While not yet a household word, there are quite a few people in Vermont who have heard the term “micro-hydro.” Wikipedia defines microhydro as a hydropower generator rated at less than 100 kW. “Small hydro” is defined as hydropower up to 10,000,000 (10 Million) Watts. Technically then, “small hydro” is 2,000 times larger than microhydro! Clearly then, “small hydro” is not microhydro.
As each witness spoke, it became obvious that most everyone had come to the hearing thinking it was about microhydro; they wanted to know how and why they could use this affordable, environmentallysustainable technology in Vermont.
Micro-hydro is ultra-light, installs quickly and is personal and affordable – meeting or beating utility rates in many instances (“grid parity”). Yet it can provide plenty of power to run a modern energy-efficient home, business, school or farm. It can easily and effectively be combined with a solar PV array as a robust “hybrid” renewable energy system. Hybrid systems makes for Vermont because solar insolation is high in the summer when water flows – and microhydro output – are often low. Conversely, water flows are usually good during the rest of the year while solar insolation is low – very low in the winter – making microhydro particularly valuable for our short winter days.

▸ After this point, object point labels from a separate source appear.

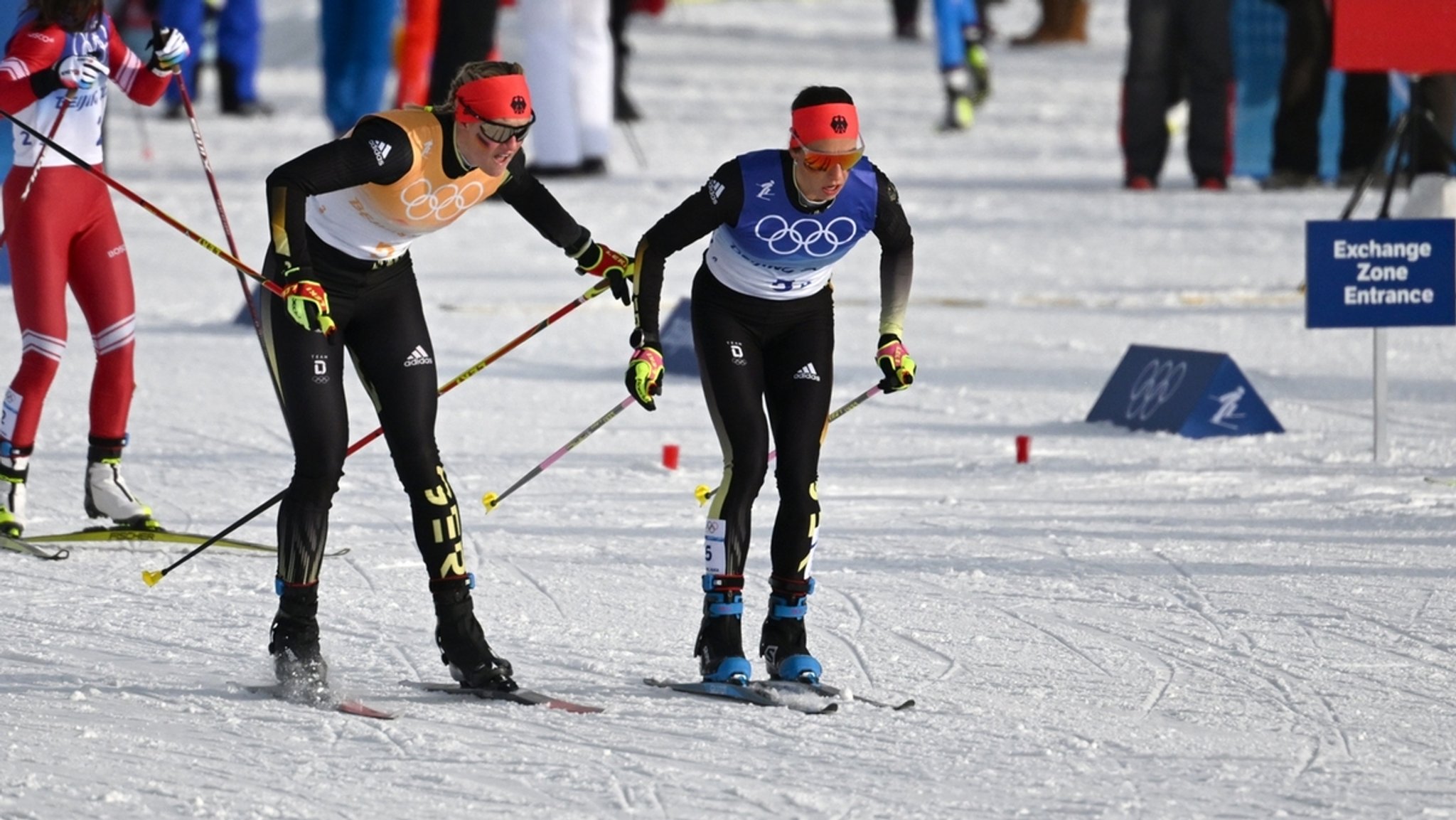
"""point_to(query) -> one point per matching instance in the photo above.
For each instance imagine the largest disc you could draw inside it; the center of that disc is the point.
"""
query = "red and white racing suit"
(65, 233)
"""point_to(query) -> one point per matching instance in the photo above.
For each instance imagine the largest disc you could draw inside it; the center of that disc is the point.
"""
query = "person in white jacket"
(568, 60)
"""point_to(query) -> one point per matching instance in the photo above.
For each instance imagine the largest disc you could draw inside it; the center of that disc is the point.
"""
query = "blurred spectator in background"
(964, 66)
(622, 107)
(439, 37)
(465, 34)
(414, 50)
(239, 48)
(568, 62)
(1433, 193)
(355, 57)
(1308, 46)
(907, 18)
(1165, 38)
(1062, 21)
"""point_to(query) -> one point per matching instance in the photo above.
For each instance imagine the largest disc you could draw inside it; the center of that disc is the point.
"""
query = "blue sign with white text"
(1189, 392)
(1381, 272)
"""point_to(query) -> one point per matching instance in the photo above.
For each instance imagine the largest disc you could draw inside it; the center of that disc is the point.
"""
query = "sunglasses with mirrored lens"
(820, 161)
(501, 133)
(825, 161)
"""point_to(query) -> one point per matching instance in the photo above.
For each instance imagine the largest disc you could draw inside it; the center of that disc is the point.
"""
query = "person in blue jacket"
(964, 65)
(355, 57)
(239, 50)
(764, 329)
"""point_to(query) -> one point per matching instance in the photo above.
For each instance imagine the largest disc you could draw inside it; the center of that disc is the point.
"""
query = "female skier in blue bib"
(764, 328)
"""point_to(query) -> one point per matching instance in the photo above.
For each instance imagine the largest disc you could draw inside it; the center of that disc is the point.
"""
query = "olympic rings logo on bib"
(441, 204)
(805, 235)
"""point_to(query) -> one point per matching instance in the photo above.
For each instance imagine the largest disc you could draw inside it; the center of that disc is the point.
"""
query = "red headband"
(829, 122)
(503, 97)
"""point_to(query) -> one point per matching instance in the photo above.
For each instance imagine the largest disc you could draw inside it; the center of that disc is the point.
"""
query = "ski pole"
(273, 287)
(493, 500)
(36, 171)
(154, 575)
(218, 198)
(704, 493)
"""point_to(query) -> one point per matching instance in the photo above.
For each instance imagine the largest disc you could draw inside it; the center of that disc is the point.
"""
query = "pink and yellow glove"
(646, 375)
(896, 363)
(601, 261)
(308, 302)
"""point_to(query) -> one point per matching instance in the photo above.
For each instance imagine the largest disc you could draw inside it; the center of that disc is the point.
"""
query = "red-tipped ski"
(523, 696)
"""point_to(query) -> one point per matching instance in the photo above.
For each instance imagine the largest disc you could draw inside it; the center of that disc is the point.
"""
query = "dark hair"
(69, 15)
(820, 95)
(472, 72)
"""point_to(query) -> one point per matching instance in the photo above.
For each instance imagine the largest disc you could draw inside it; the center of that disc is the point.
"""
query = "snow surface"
(1132, 625)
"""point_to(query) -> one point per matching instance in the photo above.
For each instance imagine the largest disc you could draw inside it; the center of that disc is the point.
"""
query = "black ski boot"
(15, 467)
(785, 646)
(294, 643)
(462, 641)
(719, 637)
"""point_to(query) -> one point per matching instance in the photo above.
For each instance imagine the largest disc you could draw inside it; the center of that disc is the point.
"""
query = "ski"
(318, 700)
(826, 691)
(744, 695)
(26, 548)
(523, 696)
(123, 532)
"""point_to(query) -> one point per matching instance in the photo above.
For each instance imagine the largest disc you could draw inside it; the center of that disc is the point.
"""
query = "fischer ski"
(826, 691)
(749, 693)
(523, 696)
(322, 698)
(123, 532)
(23, 547)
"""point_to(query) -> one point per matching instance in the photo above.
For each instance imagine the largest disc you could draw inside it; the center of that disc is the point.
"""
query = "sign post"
(1381, 275)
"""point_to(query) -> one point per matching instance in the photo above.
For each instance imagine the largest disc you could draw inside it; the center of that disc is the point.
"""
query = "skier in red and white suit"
(62, 230)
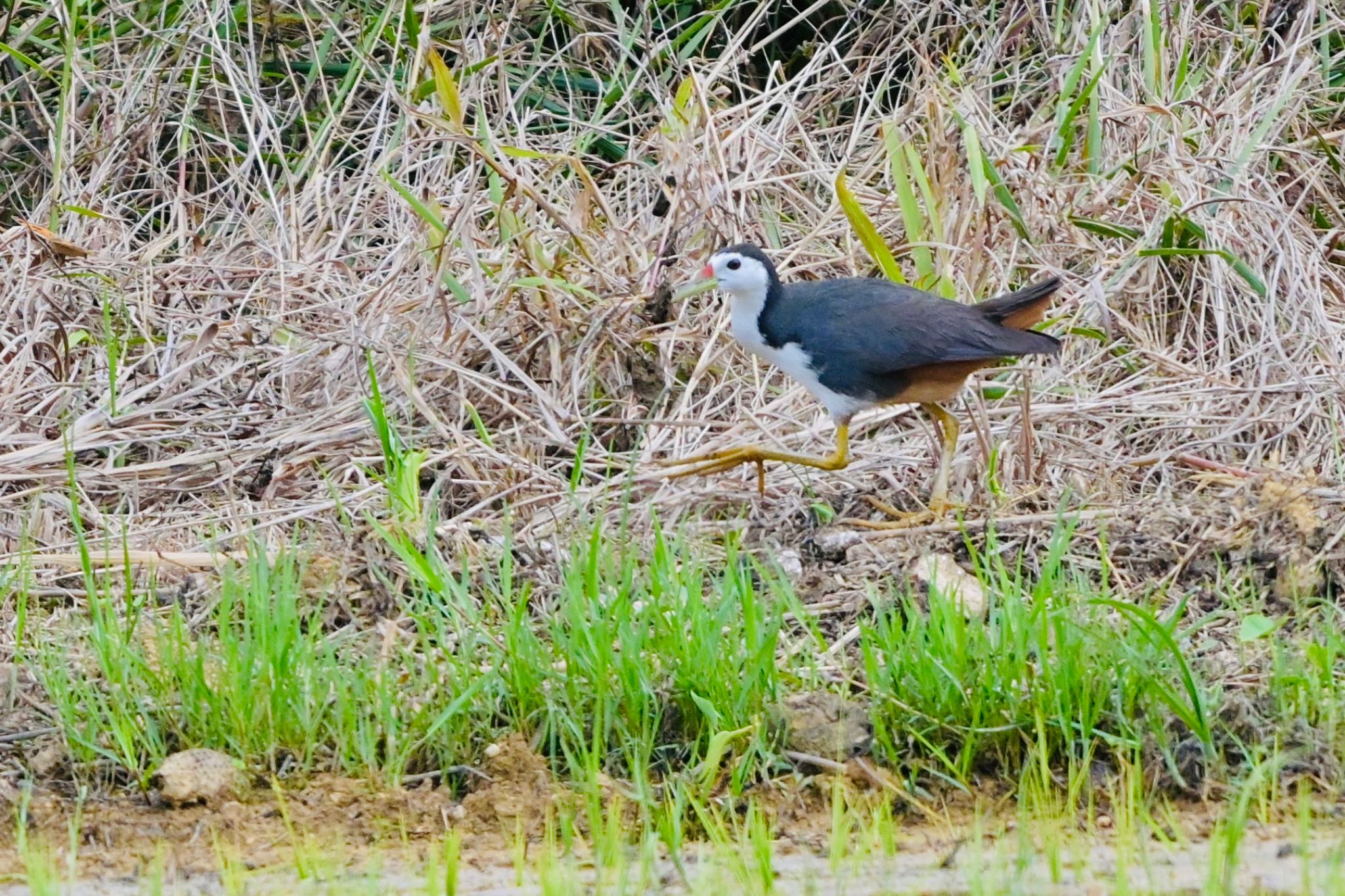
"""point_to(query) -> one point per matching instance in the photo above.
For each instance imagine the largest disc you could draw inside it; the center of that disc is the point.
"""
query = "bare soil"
(358, 833)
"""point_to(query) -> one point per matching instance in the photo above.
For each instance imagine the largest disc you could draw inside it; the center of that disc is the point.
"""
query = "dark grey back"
(864, 333)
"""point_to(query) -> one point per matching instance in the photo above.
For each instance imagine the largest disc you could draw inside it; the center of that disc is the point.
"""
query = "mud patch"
(124, 834)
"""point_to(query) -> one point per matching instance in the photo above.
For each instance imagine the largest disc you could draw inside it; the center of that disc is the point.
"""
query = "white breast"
(790, 358)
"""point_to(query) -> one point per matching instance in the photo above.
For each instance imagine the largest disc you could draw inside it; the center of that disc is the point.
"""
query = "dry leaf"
(58, 246)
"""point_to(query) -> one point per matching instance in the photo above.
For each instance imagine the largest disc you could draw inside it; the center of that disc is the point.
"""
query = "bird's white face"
(738, 274)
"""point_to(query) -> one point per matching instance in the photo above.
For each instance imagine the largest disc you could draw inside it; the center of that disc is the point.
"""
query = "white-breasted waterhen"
(858, 341)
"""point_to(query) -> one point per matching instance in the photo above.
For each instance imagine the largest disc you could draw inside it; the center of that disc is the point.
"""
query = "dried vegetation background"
(218, 221)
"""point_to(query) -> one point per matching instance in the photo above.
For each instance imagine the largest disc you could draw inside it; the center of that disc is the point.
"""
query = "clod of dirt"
(790, 563)
(519, 790)
(50, 761)
(831, 543)
(940, 574)
(200, 775)
(824, 725)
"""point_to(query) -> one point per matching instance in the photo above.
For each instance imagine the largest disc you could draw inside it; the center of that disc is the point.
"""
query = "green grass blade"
(866, 233)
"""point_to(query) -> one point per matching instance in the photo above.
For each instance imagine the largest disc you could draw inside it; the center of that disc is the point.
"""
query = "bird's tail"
(1024, 308)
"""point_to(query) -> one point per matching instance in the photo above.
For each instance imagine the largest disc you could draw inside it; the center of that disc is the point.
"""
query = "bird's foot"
(718, 461)
(939, 507)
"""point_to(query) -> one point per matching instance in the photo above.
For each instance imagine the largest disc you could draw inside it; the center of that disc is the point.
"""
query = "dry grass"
(205, 360)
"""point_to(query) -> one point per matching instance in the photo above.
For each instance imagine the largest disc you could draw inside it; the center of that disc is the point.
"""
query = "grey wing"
(864, 327)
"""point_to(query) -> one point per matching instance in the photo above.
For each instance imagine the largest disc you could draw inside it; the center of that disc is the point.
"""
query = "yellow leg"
(950, 429)
(728, 458)
(939, 504)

“Small hydro” can be helpful to Vermont. There is no doubt that some sites in Vermont could be producing renewable energy with “small hydro” and perhaps some of these sites can be responsibly developed. However, despite the name, “small hydro” means large projects requiring lots of money – even millions – and many, many people with years of consultants, engineers, lawyers and Byzantine regulatory processes. Yes, “small hydro” is smaller than its huge cousins (think Hoover Dam) but it is still massive compared to microhydro. A lingering concern is that most “small hydro” is simply a scaled-down version of conventional, legacy hydro, which creates negative impacts to the environment. For example, most “small hydro” uses impoundments (dams) such as the “Moretown #8” hydro on the Mad River which has long altered the watercourse.
In our Senate testimony, we presented “MicroHydro 101” and the benefits microhydro offers to Vermonters (you can find this at www.LittleGreenHydro. com). We urged the Senators to expand the S148 “small hydro” bill to recognize microhydro as a promising approach for Vermont and to mandate the regulators to create a citizen-friendly five-year pilot program. Thousands of homes and businesses could be benefitting from microhydro. The technology is here, it is affordable, nothing is needed from Washington; we in Vermont have the power to do this on our own.
Unfortunately, the Committee did nothing and microhydro still exists as a void in Vermont.
MicroHydro is a non-industrial-scale, distributed source providing energy independence – Vermonters affordably creating their own environmentallysustainable renewable energy. In this upcoming election cycle, let’s press our legislators to take a no-cost, no-risk step to enable the adoption of this valuable technology in Vermont.
James Perkins is co-founder of Little Green Hydro, maker of the EcoHydro System (TM). Involved with technology for over thirty years, James has started and grown seven successful entrepreneurial companies and lives in a renewables-powered home that he and his son built in Corinth, Vermont.